I doubt the filmmakers really intended to convince us in any serious way. Killer Elite isn't a great movie by any means, but it's not especially stupid either. I'm a little surprised at the critical drubbing it's taken. Obviously, if you went to this expecting great art you'd be disappointed, but only an idiot would go into this expecting great art. I paid my money expecting to see Jason Stratham glower pleasingly from improbably choreographed fight scene to improbably choreographed fight scene, and there was indeed pleasing glowering and improbable choreography. As a bonus, his sensitive killer schtick was surprisingly convincing. When Stratham learns that his associates have offed yet another random innocent, he always manages to look just pissed enough to show you he has a conscience, but not so pissed that you forget he's a hardened killer. After a bystander he's been holding a gun on screams and he fails to shoot her, his look of regret suggests both self-reproach for not pulling the trigger and self-reproach forever thinking about pulling the trigger in the first place. Compared to his restrained performance, Robert DeNiro's oleaginous mugging is nauseating—but, to be fair, I expected that when I went into the theater too. On the plus side, though, DeNiro isn't actually onscreen that much; he only really blights the beginning and end.

So: it's a genre film with a solid lead, and it delivers its genre pleasures in an efficient manner. The filmmakers are not geniuses, but they seem to know what they're about. Why pretend that any of us believe for a moment that this is a true story?

The first answer I came up with is nostalgia. The film takes place (we are told repeatedly) in 1980, during the Cold War. It's an espionage film set in the heyday of espionage; you could see the whole thing as an homage to James Bond or John Le Carre. We're supposed to pretend its "real" to better enjoy the period feel.

The only problem with this explanation is that there isn't a whole lot of period feel. The characters don't have cell phones, admittedly, and there are some truly heinous unlicensed mutton chops, but there isn't any real Mad-Men-esque effort to recreate the ambience of an earlier time. Killer Elite doesn't even take advantage of that Cold War staple, the Russians. Instead, the movie's plot revolves around complicated machinations instigated by British meddling in the Middle East—hardly a scenario that needs to be plucked from three decades ago.

Which may be the point. The movie opens with a tease noting that the events of the film take place in a time of economic recession as well as of  "revolution, assassination and covert operation." In other words, the more things change, the more they don't.  Whether Oman then or Iraq now, the Brits (and the Americans, of course) are still staggering around unscrupulously searching for oil and finding blood.

The movie doesn’t really follow through here either though. Most of the film is set in Britain, not the Middle East, and while there's some vague jowl-shaking about how SAS involvement in Oman was a bad idea, nobody seems to care all that much. In the end, the westernized scion of the sheik wants to enjoy his wealth, not repel the infidel. If espionage fails, capitalism doesn't—which facilitates the requisite ironic twist ending, but doesn’t do much to explain Osama bin Laden.

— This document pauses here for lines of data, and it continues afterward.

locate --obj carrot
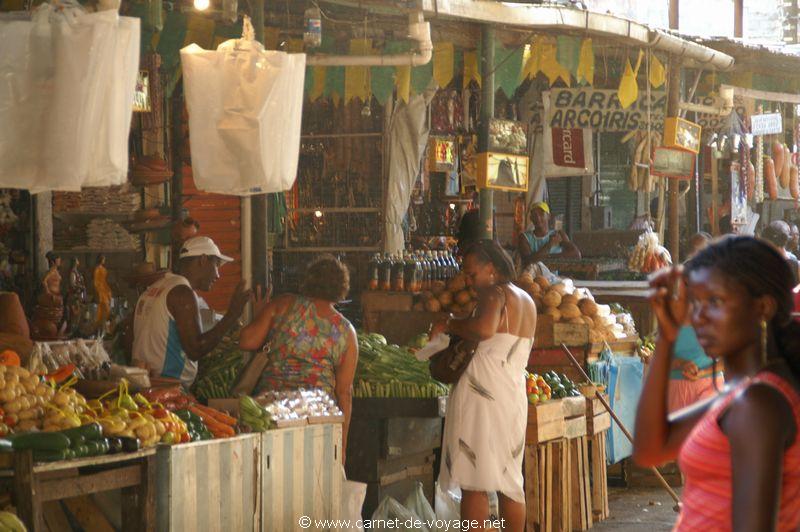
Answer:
[189,406,236,438]
[194,404,236,427]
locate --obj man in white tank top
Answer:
[133,236,250,387]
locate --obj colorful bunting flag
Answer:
[433,42,455,89]
[494,42,524,98]
[463,50,481,88]
[344,39,374,103]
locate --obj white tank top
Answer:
[133,273,197,387]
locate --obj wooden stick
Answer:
[561,344,681,508]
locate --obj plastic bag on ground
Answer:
[181,21,306,196]
[339,469,367,532]
[434,482,461,522]
[371,497,420,532]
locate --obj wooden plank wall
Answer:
[183,165,242,312]
[156,434,261,532]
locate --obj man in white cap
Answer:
[133,236,250,387]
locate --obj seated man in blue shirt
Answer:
[519,201,581,268]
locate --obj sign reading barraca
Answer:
[547,88,667,131]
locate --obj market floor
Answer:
[592,488,678,532]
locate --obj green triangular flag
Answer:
[556,35,581,74]
[411,59,433,94]
[494,42,524,98]
[370,41,409,104]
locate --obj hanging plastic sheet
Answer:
[181,20,306,196]
[385,95,430,253]
[0,2,139,192]
[589,349,644,464]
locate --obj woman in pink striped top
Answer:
[634,236,800,532]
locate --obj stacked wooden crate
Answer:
[586,397,611,521]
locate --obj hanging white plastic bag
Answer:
[181,19,306,196]
[371,497,420,532]
[406,482,438,532]
[0,0,138,192]
[339,468,367,532]
[83,17,141,187]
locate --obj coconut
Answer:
[455,290,472,305]
[542,290,561,308]
[558,303,583,322]
[578,297,597,317]
[544,307,561,322]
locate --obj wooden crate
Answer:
[533,314,589,347]
[525,439,572,532]
[569,436,593,530]
[560,396,586,440]
[261,424,342,532]
[586,397,611,436]
[525,401,567,445]
[156,434,261,532]
[12,449,156,532]
[589,431,610,522]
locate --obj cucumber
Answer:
[33,449,68,462]
[72,444,89,458]
[108,438,122,454]
[9,432,71,451]
[59,423,103,441]
[119,438,141,453]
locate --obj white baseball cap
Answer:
[180,236,233,262]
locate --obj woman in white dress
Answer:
[431,241,536,532]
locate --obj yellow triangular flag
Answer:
[464,51,481,88]
[617,59,639,109]
[575,39,594,85]
[308,67,327,102]
[650,54,667,89]
[286,39,303,54]
[433,42,455,89]
[394,66,411,103]
[344,39,373,103]
[541,39,572,87]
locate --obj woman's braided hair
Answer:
[685,236,800,377]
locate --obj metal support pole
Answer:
[667,57,681,264]
[478,24,494,238]
[171,82,183,270]
[248,0,268,302]
[669,0,680,30]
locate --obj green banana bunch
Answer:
[239,395,272,432]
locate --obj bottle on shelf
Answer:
[379,253,392,292]
[367,253,381,290]
[392,255,406,292]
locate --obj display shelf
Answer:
[53,248,141,255]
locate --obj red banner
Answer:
[552,127,586,168]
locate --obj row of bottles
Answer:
[369,250,460,292]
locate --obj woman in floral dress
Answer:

There's still that question, then: why pretend it's real? So I did what I usually do when I'm stumped and asked my wife. As is usually the case, she had an instant answer. "Assassins!" she said. "Everybody wants to believe in assassins! It's just like they want to believe in ninjas."

It does have the ring of truth. An assassin movie is a little like a ghost story told round a campfire; pretending it's more than a fiction is part of the genre. Killer Elite doesn't have anything on its mind in particular; it's just fulfilling its function.